I think the power of performance pay lies in shifting the pipeline that feeds people into a teaching career. This shift would take years to occur and would likely not show an immediate impact on student achievement. So the question will be who can stick with something new and innovative for five years to see if it works? And what do we do to help kids stuck in bad schools right now?

Anonymous said...

Our current pay schedule is irrational. And a key would be whether we could keep up a performance pay system for five years, or more. But that has been the single biggest drawback. Our funding system is even more irrational, and historically the pay portion of performance pay hasn't survived.

I personally don't see performance pay as important, but I still support it.
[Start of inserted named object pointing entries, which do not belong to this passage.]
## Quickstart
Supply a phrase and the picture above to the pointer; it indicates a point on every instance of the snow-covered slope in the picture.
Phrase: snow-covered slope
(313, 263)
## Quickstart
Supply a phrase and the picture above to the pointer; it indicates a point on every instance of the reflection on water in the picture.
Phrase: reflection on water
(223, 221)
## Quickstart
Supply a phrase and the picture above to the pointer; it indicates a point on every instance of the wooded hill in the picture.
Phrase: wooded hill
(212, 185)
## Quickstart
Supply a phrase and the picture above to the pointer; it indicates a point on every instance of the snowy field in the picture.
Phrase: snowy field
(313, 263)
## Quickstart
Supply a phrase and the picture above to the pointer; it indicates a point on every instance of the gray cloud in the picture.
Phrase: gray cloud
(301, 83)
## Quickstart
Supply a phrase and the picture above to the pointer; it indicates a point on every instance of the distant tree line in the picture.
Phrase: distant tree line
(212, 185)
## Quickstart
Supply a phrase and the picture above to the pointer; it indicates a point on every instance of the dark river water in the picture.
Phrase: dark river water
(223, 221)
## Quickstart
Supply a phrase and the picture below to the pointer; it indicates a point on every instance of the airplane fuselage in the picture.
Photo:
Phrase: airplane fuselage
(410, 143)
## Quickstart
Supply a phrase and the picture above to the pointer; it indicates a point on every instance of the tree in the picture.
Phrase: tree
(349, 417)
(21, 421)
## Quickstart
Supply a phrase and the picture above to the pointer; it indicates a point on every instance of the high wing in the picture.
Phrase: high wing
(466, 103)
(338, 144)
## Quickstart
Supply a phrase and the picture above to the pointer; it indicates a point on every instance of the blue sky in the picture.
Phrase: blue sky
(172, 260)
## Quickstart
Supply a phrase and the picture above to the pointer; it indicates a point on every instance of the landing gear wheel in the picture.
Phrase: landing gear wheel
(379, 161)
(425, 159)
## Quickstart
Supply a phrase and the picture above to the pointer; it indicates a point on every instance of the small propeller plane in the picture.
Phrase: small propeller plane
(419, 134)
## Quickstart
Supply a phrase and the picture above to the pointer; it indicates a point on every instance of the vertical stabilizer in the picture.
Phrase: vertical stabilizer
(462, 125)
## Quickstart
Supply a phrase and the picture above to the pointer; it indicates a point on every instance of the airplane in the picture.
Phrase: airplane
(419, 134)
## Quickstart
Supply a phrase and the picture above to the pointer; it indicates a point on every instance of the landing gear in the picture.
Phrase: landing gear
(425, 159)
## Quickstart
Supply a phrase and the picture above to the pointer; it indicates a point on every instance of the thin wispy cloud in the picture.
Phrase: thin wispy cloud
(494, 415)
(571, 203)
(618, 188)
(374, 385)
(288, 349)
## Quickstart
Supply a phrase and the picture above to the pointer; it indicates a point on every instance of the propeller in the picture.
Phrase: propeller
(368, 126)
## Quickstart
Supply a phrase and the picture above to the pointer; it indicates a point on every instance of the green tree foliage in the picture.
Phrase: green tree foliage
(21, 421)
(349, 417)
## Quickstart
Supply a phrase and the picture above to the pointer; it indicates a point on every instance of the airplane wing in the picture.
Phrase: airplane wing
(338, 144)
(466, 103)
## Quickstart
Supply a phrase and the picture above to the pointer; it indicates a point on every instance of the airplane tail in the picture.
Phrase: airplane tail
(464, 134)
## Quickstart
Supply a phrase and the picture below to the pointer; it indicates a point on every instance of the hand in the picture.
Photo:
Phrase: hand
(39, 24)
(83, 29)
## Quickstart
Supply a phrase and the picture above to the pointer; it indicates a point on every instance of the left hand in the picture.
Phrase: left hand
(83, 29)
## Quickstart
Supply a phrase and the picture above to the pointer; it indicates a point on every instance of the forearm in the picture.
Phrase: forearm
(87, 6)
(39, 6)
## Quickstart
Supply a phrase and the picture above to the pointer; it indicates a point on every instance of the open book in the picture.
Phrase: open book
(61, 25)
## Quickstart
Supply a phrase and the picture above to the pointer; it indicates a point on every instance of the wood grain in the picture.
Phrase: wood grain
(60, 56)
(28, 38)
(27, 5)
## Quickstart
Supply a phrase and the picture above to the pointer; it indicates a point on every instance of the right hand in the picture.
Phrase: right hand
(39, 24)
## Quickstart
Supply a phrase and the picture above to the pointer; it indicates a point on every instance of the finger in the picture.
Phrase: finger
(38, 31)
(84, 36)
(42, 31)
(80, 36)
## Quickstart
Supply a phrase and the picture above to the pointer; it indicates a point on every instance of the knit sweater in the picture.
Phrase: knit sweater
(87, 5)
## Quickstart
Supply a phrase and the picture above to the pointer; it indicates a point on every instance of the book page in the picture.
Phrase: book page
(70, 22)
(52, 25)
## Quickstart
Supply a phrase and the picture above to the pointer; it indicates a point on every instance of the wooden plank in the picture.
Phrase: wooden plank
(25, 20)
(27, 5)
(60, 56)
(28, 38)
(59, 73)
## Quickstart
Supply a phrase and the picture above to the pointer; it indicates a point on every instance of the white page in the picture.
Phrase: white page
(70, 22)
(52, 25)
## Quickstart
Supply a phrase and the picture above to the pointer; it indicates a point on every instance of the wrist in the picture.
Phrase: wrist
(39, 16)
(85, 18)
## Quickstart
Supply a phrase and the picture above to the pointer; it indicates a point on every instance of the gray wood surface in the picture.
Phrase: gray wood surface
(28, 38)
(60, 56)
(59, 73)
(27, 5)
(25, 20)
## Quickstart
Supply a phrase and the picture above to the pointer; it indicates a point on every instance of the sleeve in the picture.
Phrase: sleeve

We need to go into it with our eyes open the way Toch and Guthrie and Shuerman are.

Performance pay, to me, is like the proposal to Grow What Works. Some innovative ideas will work, and others won't, but we need to gamble on the creativity of American democracy.
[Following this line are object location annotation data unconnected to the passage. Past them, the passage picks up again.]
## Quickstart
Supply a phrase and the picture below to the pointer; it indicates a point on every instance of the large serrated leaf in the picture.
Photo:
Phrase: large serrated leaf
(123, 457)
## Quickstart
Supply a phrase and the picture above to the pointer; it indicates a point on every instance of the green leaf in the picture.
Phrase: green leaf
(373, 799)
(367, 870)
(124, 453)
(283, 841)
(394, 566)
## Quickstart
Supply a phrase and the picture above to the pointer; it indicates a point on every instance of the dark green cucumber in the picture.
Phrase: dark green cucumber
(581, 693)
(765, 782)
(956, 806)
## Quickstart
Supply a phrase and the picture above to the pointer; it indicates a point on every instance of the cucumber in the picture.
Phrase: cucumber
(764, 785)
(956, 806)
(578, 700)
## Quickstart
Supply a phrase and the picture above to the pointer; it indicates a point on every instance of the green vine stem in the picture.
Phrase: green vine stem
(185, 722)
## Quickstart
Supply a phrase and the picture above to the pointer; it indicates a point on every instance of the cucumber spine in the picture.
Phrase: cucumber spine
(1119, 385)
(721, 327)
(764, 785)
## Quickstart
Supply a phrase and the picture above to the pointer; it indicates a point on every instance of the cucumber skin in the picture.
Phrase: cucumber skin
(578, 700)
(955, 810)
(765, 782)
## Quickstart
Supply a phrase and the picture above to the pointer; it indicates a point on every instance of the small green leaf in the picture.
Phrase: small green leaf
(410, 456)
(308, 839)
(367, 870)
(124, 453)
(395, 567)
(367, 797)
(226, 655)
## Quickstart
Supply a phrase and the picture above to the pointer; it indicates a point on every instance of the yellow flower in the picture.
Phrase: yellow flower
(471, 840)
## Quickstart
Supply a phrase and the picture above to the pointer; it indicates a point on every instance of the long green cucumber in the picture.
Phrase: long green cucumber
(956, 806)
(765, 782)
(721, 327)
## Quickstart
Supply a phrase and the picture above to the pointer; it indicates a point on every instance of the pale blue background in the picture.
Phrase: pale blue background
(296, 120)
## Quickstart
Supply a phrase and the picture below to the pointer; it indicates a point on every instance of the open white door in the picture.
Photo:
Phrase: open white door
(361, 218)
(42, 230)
Just like charters were partially an immunization against vouchers, performance pay done well can be our answer to merit pay, especailly merit pay dominated by not-ready-for-prime time test results models. Were we to have defeated Denver's plan, that would have made it more likely we would get a disaster like Rhee's plan. Conversely, if Obama who apparently influenced the Denver breakthrough could get inolved in D.C., that could become a win-win situation.

As you guys know, the devil is in the details. Its like George Soros' explanation of the financial crisis. If you have twenty bottles of water, and only one is poisoned, then they are still all useless. If a plan linking pay and tenure to performance only unfairly destroys the career of one teacher in a school, soon the whole system comes crashing down. But if an equally imperfect model meant that only one teacher in a school was denied fair raises, that's not the same risk. And merit pay has a double danger. Systems that we have today would mean that if you taught in a high poverty neighborhood secondary school, or if you had a bad principal, or if the central office came down with one of those ridiculous policies that basically kill the chances of raising student performance, then you would never get a pay increase, and your career might be in danger. And your staff would be stressed out all of the time worrying about the arbitrary system.
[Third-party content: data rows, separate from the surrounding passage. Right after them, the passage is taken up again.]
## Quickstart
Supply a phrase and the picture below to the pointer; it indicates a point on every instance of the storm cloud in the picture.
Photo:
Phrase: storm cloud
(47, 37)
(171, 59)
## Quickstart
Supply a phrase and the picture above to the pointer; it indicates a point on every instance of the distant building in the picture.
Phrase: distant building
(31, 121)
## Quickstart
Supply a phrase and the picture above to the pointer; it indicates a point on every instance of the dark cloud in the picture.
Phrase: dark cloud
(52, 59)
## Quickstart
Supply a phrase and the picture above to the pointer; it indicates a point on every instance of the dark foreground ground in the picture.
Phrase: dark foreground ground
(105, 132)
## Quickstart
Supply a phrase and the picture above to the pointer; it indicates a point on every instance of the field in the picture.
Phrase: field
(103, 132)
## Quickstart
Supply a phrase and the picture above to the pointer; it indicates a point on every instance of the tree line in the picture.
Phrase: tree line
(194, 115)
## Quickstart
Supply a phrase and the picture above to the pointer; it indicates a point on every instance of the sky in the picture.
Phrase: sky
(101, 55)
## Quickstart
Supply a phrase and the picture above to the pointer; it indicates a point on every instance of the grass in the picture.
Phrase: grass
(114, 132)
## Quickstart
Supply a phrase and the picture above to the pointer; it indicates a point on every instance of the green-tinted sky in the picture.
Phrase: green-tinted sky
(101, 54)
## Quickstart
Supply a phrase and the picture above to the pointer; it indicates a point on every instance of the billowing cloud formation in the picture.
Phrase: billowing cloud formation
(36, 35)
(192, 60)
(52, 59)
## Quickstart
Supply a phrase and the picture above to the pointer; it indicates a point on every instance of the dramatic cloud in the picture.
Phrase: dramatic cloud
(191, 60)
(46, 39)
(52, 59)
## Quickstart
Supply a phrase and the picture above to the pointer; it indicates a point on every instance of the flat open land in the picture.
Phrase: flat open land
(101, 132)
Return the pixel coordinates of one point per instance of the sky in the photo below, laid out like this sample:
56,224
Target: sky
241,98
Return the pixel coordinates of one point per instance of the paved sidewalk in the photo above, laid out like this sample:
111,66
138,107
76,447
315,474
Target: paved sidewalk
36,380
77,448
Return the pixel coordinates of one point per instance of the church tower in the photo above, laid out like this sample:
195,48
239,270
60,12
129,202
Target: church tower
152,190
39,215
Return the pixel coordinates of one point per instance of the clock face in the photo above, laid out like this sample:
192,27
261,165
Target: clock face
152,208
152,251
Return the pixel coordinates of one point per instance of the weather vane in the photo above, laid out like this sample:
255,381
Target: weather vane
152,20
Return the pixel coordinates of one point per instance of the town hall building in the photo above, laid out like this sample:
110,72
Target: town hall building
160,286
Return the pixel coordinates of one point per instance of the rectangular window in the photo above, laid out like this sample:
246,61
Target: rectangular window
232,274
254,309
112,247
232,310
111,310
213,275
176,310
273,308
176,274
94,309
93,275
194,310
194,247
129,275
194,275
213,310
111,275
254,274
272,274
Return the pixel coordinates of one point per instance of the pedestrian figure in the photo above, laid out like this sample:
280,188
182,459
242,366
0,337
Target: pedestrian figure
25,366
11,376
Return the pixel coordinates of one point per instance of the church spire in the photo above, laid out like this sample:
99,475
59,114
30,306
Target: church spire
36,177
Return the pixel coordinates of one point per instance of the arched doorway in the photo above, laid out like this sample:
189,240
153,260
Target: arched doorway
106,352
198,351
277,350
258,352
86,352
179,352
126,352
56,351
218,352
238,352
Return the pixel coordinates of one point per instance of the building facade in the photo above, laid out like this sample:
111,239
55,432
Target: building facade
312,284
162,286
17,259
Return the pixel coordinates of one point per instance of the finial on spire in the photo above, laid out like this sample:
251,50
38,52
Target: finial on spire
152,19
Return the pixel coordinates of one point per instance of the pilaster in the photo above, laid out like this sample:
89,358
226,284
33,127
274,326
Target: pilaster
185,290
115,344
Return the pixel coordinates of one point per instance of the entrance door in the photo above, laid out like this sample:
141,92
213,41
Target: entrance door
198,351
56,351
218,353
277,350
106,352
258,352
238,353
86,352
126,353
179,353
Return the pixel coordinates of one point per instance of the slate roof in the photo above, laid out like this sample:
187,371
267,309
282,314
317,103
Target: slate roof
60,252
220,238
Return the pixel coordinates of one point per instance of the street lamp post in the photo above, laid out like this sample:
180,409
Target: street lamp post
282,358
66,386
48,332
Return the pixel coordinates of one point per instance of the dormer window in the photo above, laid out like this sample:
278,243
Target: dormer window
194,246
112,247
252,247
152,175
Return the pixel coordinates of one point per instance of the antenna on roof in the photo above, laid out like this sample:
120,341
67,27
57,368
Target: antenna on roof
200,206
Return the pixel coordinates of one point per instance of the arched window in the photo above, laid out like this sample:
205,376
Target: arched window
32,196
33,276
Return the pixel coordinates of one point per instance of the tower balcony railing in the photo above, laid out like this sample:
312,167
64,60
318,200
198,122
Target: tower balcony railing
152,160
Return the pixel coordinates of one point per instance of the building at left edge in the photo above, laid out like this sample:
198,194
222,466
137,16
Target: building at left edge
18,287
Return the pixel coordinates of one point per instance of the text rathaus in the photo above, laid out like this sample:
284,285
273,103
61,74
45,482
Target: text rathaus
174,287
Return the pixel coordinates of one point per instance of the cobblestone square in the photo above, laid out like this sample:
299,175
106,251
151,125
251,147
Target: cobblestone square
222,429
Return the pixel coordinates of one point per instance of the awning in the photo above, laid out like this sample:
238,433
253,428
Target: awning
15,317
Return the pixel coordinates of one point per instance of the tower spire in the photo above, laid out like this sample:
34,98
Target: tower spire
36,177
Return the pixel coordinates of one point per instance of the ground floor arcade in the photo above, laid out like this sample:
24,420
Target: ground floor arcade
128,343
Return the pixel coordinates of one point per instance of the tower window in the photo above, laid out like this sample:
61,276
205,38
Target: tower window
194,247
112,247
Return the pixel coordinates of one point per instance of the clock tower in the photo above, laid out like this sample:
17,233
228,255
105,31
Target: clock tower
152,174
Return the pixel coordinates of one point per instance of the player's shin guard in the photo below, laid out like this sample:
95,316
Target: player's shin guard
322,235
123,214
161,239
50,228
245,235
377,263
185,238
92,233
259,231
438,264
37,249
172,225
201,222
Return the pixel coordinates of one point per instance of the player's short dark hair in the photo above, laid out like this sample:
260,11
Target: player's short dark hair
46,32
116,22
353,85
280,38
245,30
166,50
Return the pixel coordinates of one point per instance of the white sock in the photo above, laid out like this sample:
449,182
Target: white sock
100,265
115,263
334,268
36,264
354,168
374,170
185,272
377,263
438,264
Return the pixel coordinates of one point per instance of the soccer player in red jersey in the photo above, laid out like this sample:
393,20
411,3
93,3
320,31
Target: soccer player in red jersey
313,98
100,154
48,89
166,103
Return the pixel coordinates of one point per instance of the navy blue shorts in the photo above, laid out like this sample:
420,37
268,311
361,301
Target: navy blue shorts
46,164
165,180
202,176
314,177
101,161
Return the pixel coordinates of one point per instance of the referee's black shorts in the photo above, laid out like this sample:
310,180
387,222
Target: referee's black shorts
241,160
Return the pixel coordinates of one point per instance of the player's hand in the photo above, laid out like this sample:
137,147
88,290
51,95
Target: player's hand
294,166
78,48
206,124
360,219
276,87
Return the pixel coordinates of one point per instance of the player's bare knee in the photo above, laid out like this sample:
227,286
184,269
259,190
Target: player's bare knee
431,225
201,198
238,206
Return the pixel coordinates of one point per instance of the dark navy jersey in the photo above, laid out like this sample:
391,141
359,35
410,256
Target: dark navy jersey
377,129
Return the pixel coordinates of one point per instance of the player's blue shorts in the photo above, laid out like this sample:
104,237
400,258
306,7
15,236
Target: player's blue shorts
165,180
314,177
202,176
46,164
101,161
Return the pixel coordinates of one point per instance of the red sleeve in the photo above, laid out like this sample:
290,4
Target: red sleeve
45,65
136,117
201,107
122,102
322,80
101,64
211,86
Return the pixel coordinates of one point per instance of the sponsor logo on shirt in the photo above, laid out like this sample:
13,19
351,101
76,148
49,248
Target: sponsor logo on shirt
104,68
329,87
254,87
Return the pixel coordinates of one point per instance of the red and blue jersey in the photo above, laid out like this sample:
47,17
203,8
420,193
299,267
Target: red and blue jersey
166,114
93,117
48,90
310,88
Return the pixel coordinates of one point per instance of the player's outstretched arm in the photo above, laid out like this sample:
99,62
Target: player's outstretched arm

But that brings me full circle. I support performance pay because the younger generation and others support it, and we need a spirit of compromise. It would be better, however, to empower educators, have a real debate using evidence, and evaluate educational policies before we implement them. For instance, if neighborhood schools could adopt some of the wisdom of KIPP and take the time to teach students to be students, then we could see results in five years. That's just one policy that is consistent with performance pay, but inconsistent with merit pay.